2- Can't break free

Bellatrix invadia todos os meus sentidos. Seu cheiro doce, sua pele alva, seus beijos, seu toques. Seus cabelos negros espalhados pelo lençol. O som de sua risada, de seu gemido. Eu me deliciava com cada detalhe dela. Então percebi que não era eu que me deliciava, era ele. Não era a mim que ela tocava, que ela beijava, não era para mim que ela gemia. Era para ele, para o Lorde das Trevas. Tive a mais terrível visão, o corpo perfeito de Bellatrix entrelaçado no magro e pálido do lorde, movendo-se numa dança apaixonada.

- Nããããooo! - acordei gritando e suando frio.

Não, eu não queria ver aquilo, eu não queria pensar naquilo. Mas não pude evitar que aquelas imagens inundassem minha cabeça quando olhei para o lado e vi o colchão vazio onde Bella deveria estar. Enterrei meu rosto em seu travesseiro, absorvendo o resquício do cheiro dela no tecido. Ela passava cada vez mais tempo longe de mim, cada vez mais tempo com o Lorde das Trevas. É claro que Bellatrix não me dizia que estava com ele, mas eu sabia. Nas reuniões, eu percebia os olhares que eles trocavam, de extrema intimidade e cumplicidade.

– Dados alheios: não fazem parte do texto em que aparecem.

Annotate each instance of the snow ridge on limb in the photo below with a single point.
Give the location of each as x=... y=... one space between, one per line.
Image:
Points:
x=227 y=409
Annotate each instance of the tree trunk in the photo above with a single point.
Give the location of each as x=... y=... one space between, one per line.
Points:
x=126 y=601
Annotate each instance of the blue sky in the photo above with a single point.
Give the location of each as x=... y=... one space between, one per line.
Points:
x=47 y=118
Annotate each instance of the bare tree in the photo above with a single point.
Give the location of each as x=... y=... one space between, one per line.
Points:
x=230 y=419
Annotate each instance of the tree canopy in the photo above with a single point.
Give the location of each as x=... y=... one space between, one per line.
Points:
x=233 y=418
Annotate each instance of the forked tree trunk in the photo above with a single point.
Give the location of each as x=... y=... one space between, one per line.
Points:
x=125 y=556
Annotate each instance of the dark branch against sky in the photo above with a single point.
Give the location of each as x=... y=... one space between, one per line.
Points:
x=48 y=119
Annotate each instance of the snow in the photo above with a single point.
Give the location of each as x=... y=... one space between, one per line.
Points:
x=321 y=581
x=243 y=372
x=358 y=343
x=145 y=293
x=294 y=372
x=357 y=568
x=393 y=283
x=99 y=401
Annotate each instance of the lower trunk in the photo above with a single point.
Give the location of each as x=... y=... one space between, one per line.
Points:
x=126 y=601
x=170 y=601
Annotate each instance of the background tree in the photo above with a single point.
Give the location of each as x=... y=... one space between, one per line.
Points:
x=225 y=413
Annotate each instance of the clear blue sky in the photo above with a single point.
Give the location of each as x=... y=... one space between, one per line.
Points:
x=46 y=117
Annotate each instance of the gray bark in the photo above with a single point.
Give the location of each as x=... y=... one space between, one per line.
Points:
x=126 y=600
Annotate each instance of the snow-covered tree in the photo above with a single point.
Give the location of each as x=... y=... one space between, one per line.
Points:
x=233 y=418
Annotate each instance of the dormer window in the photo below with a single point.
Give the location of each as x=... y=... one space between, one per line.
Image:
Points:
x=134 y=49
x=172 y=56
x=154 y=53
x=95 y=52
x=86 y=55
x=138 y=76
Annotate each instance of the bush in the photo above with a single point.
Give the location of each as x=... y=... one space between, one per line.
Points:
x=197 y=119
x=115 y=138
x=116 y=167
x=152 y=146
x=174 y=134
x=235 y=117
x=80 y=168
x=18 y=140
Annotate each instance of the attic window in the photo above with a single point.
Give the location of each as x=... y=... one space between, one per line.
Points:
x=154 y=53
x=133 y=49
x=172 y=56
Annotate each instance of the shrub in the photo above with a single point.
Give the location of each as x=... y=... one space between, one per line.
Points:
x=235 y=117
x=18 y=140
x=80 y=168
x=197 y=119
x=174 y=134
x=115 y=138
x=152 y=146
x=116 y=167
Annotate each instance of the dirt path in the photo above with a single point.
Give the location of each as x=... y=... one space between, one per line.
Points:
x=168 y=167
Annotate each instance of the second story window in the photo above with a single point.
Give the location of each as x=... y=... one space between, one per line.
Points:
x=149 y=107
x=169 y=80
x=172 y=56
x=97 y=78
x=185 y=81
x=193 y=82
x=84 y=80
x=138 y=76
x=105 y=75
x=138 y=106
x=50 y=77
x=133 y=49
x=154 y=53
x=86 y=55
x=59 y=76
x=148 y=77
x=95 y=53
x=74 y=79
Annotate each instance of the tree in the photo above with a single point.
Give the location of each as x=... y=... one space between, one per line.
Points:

Nunca, nem em meus sonhos mais loucos, eu imaginaria que isso fosse acontecer. Eu tinha consciência de que Bella era apaixonada pelo Lorde, sabia que ela se dobraria a cada desejo dele. O que eu não imaginava era que ele fosse desejá-la. Sim, minha Bella era maravilhosa, mas a ponto do próprio Lorde das Trevas cair em seus encantos? Não, Bella sempre fora sua melhor guerreira, e eu achei que milorde nunca misturaria trabalho com prazer. Achei que eu sempre a teria para mim, porque o homem que ela amava era o único que não podia amá-la de volta. Parece que eu estava enganado.

Eu não me importava que ela me traísse, nunca esperei que Bella fosse um exemplo de moralidade, pois eu também não o era. Mas ela resolveu me trair logo com um homem que era superior a mim, um homem que tinha seu amor. O Lorde era o único que eu não podia superar, que eu não podia enfrentar. Se Bella tinha antes meu coração nas mãos, agora ela o tinha sob seus pés e pisava nele sem dó, prefurando-o com o salto fino.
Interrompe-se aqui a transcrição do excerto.